Some Asterisks to a Great Deal
With the announcement, T-Mobile holds its ground, asserting that bills won’t exceed $50. Installation fees, equipment rental fees, or activation fees have not been included, and this might be a welcome change from the fees other providers like Comcast and Xfinity have been charging.
The $50 bill is a feature only if automatic billing is turned on. If not, then the monthly bill will be $55. Taxes and fees are still being paid, but they have been included into the price itself, instead of existing as top-offs. Users have been warned that times of heavy congestion could result in slower speeds, even though company officials say that it is “unlikely.”

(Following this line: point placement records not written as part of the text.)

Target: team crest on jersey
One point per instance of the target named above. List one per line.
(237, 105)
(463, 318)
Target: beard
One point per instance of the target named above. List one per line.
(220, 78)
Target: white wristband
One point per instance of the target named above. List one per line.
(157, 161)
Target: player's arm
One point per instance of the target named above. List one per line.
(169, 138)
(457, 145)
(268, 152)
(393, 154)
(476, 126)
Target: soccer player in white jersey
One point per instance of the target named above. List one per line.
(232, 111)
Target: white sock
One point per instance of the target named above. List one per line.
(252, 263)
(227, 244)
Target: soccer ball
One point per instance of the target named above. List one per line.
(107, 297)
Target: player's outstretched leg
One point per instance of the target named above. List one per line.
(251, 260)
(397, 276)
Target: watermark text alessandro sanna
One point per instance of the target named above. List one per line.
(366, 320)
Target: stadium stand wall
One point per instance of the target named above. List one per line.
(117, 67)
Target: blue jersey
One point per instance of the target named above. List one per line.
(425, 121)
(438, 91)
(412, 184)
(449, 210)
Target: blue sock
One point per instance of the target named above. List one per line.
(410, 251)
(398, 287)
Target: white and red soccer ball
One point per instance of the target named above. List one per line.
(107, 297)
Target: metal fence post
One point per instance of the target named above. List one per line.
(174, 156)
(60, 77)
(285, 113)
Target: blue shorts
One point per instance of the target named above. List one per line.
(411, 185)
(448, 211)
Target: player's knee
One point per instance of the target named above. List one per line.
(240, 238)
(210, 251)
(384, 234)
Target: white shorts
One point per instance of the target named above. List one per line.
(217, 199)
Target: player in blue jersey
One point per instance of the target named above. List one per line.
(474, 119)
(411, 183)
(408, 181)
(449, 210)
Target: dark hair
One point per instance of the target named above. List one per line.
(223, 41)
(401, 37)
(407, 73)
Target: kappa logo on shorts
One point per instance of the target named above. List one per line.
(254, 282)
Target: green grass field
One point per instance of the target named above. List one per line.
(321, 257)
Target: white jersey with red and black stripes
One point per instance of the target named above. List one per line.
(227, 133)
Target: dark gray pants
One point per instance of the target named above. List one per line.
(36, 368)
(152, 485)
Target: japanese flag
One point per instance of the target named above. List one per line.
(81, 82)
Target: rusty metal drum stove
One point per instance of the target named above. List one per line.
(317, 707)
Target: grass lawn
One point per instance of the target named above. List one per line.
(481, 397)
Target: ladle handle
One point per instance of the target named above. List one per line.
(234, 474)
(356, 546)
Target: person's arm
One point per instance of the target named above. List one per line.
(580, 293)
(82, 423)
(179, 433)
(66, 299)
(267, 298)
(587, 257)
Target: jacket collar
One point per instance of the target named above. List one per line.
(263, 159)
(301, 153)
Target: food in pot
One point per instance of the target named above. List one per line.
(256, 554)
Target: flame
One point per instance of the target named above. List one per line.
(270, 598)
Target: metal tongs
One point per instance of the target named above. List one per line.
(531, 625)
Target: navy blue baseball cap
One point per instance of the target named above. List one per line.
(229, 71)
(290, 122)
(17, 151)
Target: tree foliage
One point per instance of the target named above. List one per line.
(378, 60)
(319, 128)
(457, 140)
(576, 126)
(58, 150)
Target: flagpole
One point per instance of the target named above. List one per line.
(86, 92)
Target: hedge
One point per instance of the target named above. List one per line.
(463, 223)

Additionally, due to the lack of installation fee, don’t expect a company employee to come and set everything up for you. You are going to have to do it yourself, something T-Mobile says takes only 15 minutes.
While the deal may still seem reasonable given the price, one does have to check whether or not they are eligible for T-Mobile Home Internet. The product is being introduced only in places where the local network capacity allows, and even then, there may be limits to the number of sign-ups in a neighborhood.
Moreover, even if you do manage to get your hands on a connection, you will have to place the so-called “Internet Gateway” at a place where it can get signal, something which varies from room to room.
Another potential bummer, especially for those who are used to OTT services, is that the product is “not compatible with some live TV streaming services,” like Hulu+. Netflix and YouTube will be available though, so that’s a breather.
Moreover, users apparently can’t their home internet away with them when they, for example, go on vacation. The service is being rolled out only in those places which have an adequate network, and so, the company doesn’t want its Internet Gateway being whisked off to a place where the signal may be poor.